Pardé (1925) référence les crues au dessus de 4 m à Avignon, à partir d’une crue à 4.25 m qui correspond à un débit de 4 100 m3 s-1en septembre 1846. Donc il est possible de supposer que pendant les levés, les variations du débit sont assez importantes, sans pouvoir les qualifier à partir des données disponibles.

Figure 37 : Carte minute du petit Rhône en 1876

Figure 38 : Hauteurs d'eau à l'échelle d'Avignon pour les mois de mars et avril 1876 (en rouge la période des relevés bathymétriques sur le Petit Rhône

1.5 2 2.5 3 3.5 4 4.5

1-mars 8-mars 15-mars 22-mars 29-mars 5-avr. 12-avr. 19-avr. 26-avr.

Hau teu r à l 'éch el le ( en m ) Périodes de mesure

Ces remarques sur les variations du débit pendant les mesures et sur la continuité des isobathes entre les différentes journées de travail montrent que, sur le document, le niveau d’eau du Rhône a déjà été corrigé des fluctuations dues aux variations du débit. Il reste que, comme sur les bathymétries précédentes, aucun référentiel pour les niveaux d’eau n’est mentionné sur cette carte minute, si ce n’est pour chaque journée une direction et une vitesse relative de vent et la position du niveau d’eau par rapport à un point qu’il est difficile de retrouver à l’heure actuelle. Par exemple, le 16 mars 1876 (Figure 37), « le vent est Nord Ouest, les eaux augmentent et marquent + 0.63 à l’échelle de la Roubine des Saintes Maries ». Cette donnée est totalement inutilisable à l’heure actuelle, mais la continuité des isobathes aux limites des différentes journées d’acquisition, laisse supposer que cette information n’a qu’un intérêt limité (elle ne sera donc pas prise en compte) et qu’un travail d’homogénéisation de la bathymétrie a déjà été effectué par les ingénieurs de l’époque sur ce document.

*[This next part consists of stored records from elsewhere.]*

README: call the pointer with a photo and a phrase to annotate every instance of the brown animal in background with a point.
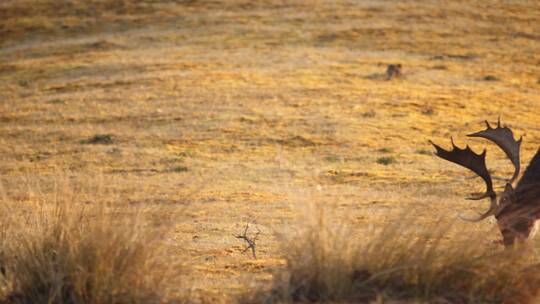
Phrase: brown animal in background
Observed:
(393, 71)
(516, 209)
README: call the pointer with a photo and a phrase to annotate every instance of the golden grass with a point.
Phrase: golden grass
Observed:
(73, 250)
(329, 262)
(226, 110)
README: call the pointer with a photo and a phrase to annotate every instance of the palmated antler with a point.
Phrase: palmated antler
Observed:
(476, 163)
(504, 138)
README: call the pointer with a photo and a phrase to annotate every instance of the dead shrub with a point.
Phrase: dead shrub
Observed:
(404, 261)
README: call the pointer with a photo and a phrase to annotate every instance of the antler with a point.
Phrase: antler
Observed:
(504, 138)
(476, 163)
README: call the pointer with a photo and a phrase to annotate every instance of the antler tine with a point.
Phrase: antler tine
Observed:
(504, 138)
(470, 160)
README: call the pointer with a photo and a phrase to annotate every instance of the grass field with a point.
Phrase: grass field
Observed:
(214, 114)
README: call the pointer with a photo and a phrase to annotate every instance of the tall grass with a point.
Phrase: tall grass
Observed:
(327, 262)
(71, 250)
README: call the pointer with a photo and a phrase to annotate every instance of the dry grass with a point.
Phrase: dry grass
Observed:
(224, 110)
(330, 262)
(73, 250)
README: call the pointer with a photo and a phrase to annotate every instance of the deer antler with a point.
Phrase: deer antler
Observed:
(504, 138)
(476, 163)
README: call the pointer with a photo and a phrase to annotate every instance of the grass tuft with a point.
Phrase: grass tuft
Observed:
(80, 252)
(386, 160)
(329, 262)
(103, 139)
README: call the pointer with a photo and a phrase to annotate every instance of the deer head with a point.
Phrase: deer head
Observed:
(501, 203)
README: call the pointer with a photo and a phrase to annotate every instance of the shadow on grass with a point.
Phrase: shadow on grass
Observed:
(403, 262)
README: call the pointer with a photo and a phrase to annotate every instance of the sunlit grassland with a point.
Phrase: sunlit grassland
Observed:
(240, 111)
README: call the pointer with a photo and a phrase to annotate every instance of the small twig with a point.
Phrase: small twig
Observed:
(251, 241)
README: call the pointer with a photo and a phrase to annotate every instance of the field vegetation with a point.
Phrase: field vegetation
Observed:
(139, 138)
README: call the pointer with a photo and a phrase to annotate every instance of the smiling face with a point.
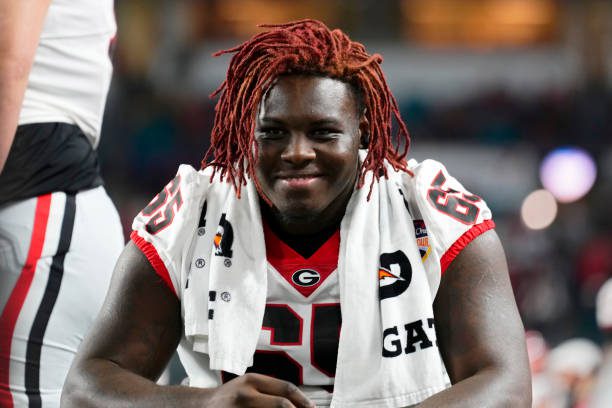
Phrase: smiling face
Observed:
(308, 133)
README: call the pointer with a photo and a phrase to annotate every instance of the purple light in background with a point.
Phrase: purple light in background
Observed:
(568, 173)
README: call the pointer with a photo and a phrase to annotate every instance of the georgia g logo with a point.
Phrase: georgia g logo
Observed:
(394, 274)
(224, 238)
(306, 277)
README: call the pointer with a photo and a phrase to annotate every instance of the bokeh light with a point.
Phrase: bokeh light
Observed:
(568, 173)
(539, 209)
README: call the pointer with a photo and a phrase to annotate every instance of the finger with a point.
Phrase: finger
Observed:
(274, 386)
(272, 401)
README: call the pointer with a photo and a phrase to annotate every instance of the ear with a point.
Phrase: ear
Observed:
(364, 131)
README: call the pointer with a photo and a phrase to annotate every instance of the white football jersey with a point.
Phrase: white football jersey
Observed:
(71, 73)
(302, 320)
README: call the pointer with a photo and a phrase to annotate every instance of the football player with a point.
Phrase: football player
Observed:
(308, 262)
(60, 234)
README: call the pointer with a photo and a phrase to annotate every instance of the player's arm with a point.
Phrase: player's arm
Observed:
(132, 340)
(480, 333)
(21, 22)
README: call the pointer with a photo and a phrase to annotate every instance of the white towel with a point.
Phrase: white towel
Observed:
(375, 234)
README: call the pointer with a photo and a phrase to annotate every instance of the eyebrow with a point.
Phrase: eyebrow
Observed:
(320, 122)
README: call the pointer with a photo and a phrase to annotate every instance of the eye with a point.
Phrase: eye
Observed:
(325, 133)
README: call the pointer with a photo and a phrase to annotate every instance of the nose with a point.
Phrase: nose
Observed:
(299, 149)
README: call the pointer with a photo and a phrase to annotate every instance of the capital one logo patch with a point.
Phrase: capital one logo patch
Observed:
(394, 274)
(305, 277)
(224, 238)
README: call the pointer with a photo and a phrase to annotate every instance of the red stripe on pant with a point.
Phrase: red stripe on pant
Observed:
(11, 311)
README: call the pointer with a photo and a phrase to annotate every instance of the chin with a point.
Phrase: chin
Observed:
(298, 214)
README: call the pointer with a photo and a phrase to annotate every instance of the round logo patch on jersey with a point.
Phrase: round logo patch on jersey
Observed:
(306, 277)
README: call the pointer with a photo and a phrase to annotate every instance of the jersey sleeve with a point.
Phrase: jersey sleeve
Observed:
(453, 216)
(164, 229)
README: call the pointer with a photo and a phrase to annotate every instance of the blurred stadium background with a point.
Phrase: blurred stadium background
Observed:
(514, 96)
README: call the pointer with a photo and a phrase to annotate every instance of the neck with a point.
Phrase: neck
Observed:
(304, 227)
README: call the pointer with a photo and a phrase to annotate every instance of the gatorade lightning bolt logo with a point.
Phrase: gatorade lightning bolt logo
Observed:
(420, 232)
(224, 238)
(394, 274)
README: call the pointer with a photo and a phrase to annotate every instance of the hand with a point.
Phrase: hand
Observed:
(259, 391)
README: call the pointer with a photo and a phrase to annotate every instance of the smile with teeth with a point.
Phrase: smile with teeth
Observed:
(298, 181)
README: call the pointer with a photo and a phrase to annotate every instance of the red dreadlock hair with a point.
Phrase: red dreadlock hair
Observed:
(305, 46)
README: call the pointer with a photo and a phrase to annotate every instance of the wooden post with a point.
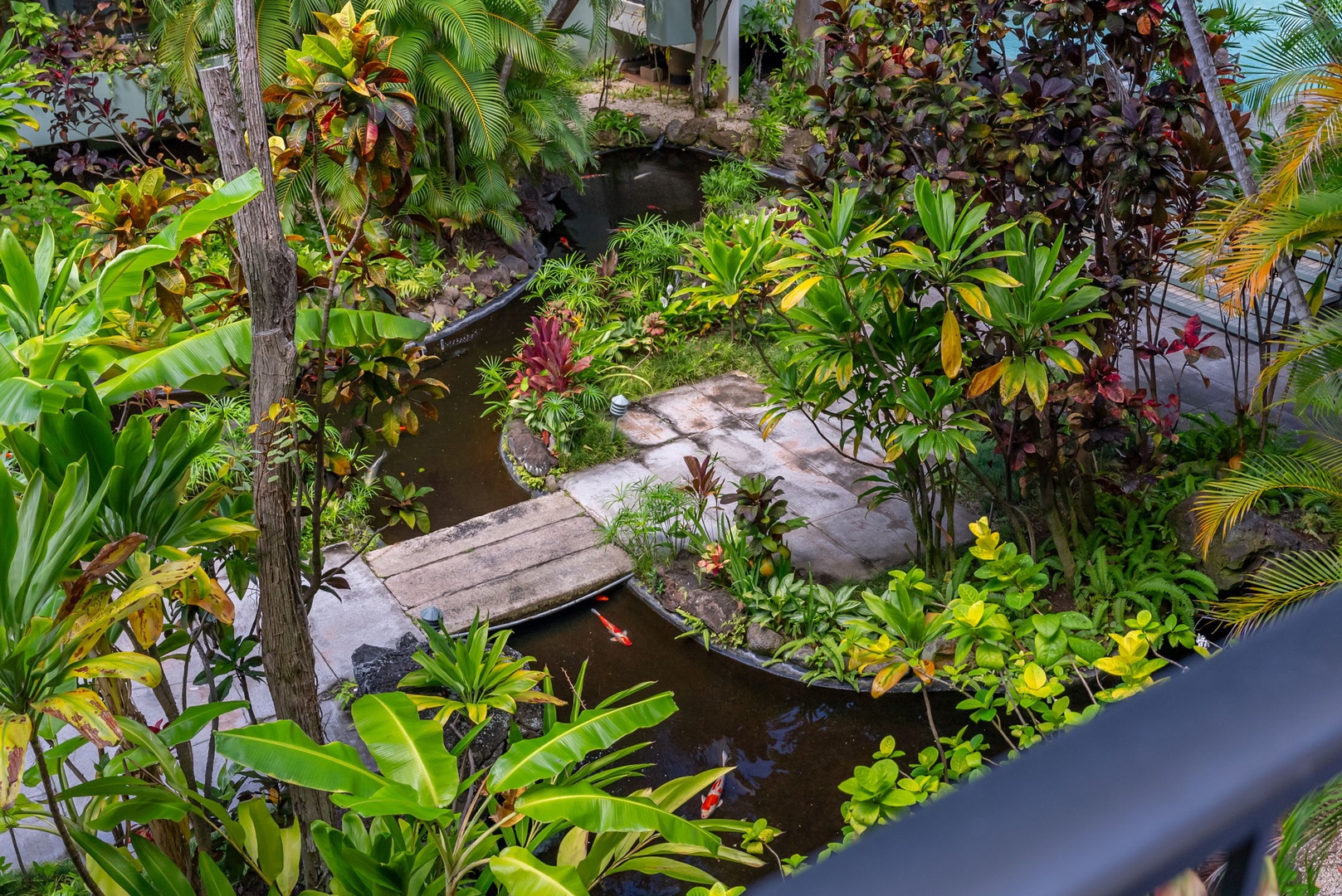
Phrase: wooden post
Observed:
(270, 269)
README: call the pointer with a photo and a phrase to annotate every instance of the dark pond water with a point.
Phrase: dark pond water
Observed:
(458, 455)
(791, 743)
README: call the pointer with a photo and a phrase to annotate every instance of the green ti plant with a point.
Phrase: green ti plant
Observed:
(763, 519)
(476, 671)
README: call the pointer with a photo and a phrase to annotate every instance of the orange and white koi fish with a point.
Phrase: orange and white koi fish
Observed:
(713, 798)
(623, 637)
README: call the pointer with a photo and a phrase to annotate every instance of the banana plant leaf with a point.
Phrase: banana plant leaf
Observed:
(537, 758)
(600, 811)
(282, 750)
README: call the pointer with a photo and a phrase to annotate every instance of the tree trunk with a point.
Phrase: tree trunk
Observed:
(560, 12)
(270, 271)
(804, 21)
(1231, 137)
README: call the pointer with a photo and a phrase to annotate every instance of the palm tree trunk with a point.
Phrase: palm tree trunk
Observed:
(560, 12)
(1229, 136)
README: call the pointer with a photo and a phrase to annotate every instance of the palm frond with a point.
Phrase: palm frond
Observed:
(466, 24)
(1224, 502)
(472, 97)
(1279, 585)
(1313, 353)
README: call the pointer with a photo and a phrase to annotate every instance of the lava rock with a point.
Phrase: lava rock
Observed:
(378, 670)
(443, 310)
(1243, 549)
(722, 139)
(693, 130)
(763, 640)
(528, 448)
(711, 605)
(515, 267)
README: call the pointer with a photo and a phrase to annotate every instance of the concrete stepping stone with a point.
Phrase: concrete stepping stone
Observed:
(506, 565)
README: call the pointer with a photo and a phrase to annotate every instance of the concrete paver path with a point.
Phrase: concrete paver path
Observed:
(506, 565)
(844, 541)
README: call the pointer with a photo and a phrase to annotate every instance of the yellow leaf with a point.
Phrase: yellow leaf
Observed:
(985, 378)
(974, 297)
(887, 678)
(86, 713)
(147, 624)
(950, 345)
(798, 294)
(122, 665)
(15, 731)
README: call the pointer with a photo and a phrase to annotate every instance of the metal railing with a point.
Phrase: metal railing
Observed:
(1205, 762)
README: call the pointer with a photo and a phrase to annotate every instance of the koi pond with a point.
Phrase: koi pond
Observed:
(458, 455)
(791, 743)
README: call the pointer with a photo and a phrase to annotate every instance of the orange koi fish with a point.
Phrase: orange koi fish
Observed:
(713, 798)
(623, 637)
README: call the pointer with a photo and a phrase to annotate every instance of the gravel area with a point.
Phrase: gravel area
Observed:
(656, 112)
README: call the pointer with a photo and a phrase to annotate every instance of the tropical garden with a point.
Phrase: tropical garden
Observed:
(1057, 274)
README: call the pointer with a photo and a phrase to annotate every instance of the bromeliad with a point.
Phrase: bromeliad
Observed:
(623, 637)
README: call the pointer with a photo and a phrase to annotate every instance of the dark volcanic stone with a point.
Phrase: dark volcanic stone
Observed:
(378, 670)
(528, 448)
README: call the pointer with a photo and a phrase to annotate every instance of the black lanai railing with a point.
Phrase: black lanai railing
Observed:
(1205, 762)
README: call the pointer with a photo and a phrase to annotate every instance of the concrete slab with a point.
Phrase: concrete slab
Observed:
(874, 537)
(535, 587)
(530, 515)
(593, 487)
(689, 409)
(827, 560)
(646, 428)
(459, 574)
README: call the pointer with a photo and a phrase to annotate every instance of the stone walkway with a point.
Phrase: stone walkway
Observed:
(843, 542)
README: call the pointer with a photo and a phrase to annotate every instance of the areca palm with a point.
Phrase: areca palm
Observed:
(483, 71)
(1314, 357)
(1300, 206)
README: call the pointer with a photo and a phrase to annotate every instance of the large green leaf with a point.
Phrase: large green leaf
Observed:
(125, 274)
(228, 348)
(667, 868)
(535, 758)
(408, 750)
(525, 874)
(282, 750)
(592, 809)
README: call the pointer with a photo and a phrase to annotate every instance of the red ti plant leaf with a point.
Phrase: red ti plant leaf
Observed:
(546, 360)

L’antenne d’Avignon de VNF dispose dans ses archives d’un document non répertorié, sans titre ni cartouche. Il est basé sur l’Atlas des P&C (cf. 1.1.2), sur lequel a été rajoutée, entre Avignon et Arles, la bathymétrie du chenal (Figure 39). Les isobathes ont une équidistance verticale de 1 m, mais l’isobathe -1 m est remplacée par l’isobathe -1.6 m. Sur ce document sont aussi présentés les aménagements à courant libre à construire pour les années 1877 à 1880 : les relevés bathymétriques peuvent donc être datés de l’année 1876. Il est même fortement possible qu’ils fassent partie de la même campagne de mesure que la carte minute décrite précédemment. La recherche du niveau de base de ce relevé bathymétrique sera développée plus loin.

1.2.1.3. La topographie de la plaine en 1870-76

L’Atlas des P&C, fournit des informations altimétriques sur la plaine dans le système Bourdaloue. La date des levés n’est pas mentionnée sur le cartouche, mais la carte étant réalisée entre 1870 et 1876, les relevés sont supposés contemporains de cette période. En continuité du profil en travers de chaque PK dans le chenal, un profil topographique est en effet dressé dans la plaine avec un écart de 100 m entre les points. Ces profils sont présents sur la totalité de l’Atlas, sauf dans le delta sur le Grand et le Petit Rhône.